It is impossible to do justice to this book in the space of even a long review. But one other copiously documented piece of information deserves special mention. This is that Pakistan's isi was not simply training Afghan mujahideen for Afghanistan and not even for Kashmir but for acts of terror in the entire world. The terrorists who fanned out to the US, to Egypt, Algeria, Chechnya, Bosnia, Kosovo, the Philippines and Kashmir were not simply leftovers from the Afghan war, but were fresh recruits, whom the isi invited and began training as late as 1988. There were not one but two waves of jehadi fundamentalists who went through the isi training camps. The first, many of whom were Osama's proteges, numbered 16,000 to 20,000 and had already come by 1985. A second wave, also of around 16-20,000 recruits, began coming in 1988. This wave had nothing to do with the Afghan war, because by then the Soviets were already implementing their pullout plan.
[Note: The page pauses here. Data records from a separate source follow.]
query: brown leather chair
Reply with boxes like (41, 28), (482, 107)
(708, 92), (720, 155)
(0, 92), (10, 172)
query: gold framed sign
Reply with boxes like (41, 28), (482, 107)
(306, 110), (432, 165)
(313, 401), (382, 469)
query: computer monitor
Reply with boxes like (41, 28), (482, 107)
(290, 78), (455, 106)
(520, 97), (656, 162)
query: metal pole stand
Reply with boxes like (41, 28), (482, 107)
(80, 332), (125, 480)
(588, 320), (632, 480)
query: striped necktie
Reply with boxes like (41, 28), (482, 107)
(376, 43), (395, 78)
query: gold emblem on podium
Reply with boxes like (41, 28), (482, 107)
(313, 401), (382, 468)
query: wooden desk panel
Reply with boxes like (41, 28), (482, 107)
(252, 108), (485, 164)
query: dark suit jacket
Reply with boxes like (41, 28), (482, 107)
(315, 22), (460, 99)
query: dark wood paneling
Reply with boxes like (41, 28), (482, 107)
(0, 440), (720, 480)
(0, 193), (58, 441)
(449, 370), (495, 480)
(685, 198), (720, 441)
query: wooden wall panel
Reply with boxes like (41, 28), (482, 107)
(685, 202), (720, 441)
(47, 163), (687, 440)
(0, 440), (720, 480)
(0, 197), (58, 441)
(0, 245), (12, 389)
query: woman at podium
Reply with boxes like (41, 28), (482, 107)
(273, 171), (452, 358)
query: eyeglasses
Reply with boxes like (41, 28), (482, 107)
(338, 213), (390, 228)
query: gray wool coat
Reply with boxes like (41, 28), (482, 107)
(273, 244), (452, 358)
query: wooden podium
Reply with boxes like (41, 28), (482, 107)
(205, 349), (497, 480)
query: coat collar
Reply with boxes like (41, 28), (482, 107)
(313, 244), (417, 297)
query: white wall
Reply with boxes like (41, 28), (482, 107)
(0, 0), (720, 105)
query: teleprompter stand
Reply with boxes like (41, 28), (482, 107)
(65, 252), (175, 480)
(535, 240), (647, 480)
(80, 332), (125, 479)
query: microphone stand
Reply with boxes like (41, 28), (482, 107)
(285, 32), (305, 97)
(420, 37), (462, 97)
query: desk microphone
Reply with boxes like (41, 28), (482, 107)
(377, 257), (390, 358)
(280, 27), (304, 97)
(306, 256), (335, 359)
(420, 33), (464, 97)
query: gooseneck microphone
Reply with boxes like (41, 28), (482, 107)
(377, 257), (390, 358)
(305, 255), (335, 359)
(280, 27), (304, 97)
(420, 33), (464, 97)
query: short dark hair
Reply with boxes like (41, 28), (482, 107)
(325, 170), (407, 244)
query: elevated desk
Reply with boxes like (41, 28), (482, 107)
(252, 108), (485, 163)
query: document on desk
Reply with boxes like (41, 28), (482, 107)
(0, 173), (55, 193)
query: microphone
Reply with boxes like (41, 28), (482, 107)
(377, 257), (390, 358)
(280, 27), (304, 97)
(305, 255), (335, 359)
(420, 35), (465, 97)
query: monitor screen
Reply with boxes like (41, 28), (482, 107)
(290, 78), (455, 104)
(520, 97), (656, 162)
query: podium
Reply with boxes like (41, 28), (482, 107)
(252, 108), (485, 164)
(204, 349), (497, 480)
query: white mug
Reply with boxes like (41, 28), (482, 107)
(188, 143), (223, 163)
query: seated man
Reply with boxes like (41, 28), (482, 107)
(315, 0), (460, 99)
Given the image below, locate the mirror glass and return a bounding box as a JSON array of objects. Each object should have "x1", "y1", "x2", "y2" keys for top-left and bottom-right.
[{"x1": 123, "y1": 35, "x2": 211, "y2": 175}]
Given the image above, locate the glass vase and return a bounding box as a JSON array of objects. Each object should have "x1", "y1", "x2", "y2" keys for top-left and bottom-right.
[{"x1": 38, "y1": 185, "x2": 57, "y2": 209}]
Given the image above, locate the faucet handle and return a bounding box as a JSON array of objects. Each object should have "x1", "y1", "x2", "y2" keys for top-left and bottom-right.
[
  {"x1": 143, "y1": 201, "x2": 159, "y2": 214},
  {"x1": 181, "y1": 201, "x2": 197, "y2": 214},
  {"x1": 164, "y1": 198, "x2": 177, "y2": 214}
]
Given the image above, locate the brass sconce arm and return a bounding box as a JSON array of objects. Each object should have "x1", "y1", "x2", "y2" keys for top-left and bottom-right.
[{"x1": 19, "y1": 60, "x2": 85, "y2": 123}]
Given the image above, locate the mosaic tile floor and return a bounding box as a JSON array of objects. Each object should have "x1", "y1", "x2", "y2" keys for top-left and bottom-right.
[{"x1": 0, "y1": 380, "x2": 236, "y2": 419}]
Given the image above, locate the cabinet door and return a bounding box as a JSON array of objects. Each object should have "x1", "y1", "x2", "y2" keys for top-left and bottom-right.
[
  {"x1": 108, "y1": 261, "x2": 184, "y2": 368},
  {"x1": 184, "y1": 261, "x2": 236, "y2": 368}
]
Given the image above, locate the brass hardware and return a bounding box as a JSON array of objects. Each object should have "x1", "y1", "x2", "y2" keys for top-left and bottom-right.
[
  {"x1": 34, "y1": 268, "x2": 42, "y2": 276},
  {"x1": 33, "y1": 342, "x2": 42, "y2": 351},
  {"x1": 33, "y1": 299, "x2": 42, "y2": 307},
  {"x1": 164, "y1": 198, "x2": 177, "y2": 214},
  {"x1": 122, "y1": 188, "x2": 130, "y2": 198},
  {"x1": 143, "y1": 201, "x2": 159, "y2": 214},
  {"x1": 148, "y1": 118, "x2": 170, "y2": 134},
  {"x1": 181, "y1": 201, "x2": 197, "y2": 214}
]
Bodansky details how all through even the training of the first wave of recruits in the training camps, the isi successfully kept the cia out of them because it did not want its operatives to see that it was training terrorists destined for other parts of the world. Bodansky also highlights the continuing links between the isi and Osama in Afghanistan and through him with the "International Army of Islam". This part of the book lends strong credence to Indian intelligence's assessment that the components of this army were controlled till September by Gen Mohammed Aziz, the corps commander in Lahore. Bodansky's account underlines the Bush administration's folly in pinning all its faith on Pakistan, and makes the betrayal of Abdul Haq and numerous other American failures in Afghanistan in the past weeks far more comprehensible. Leopards do not change their spots.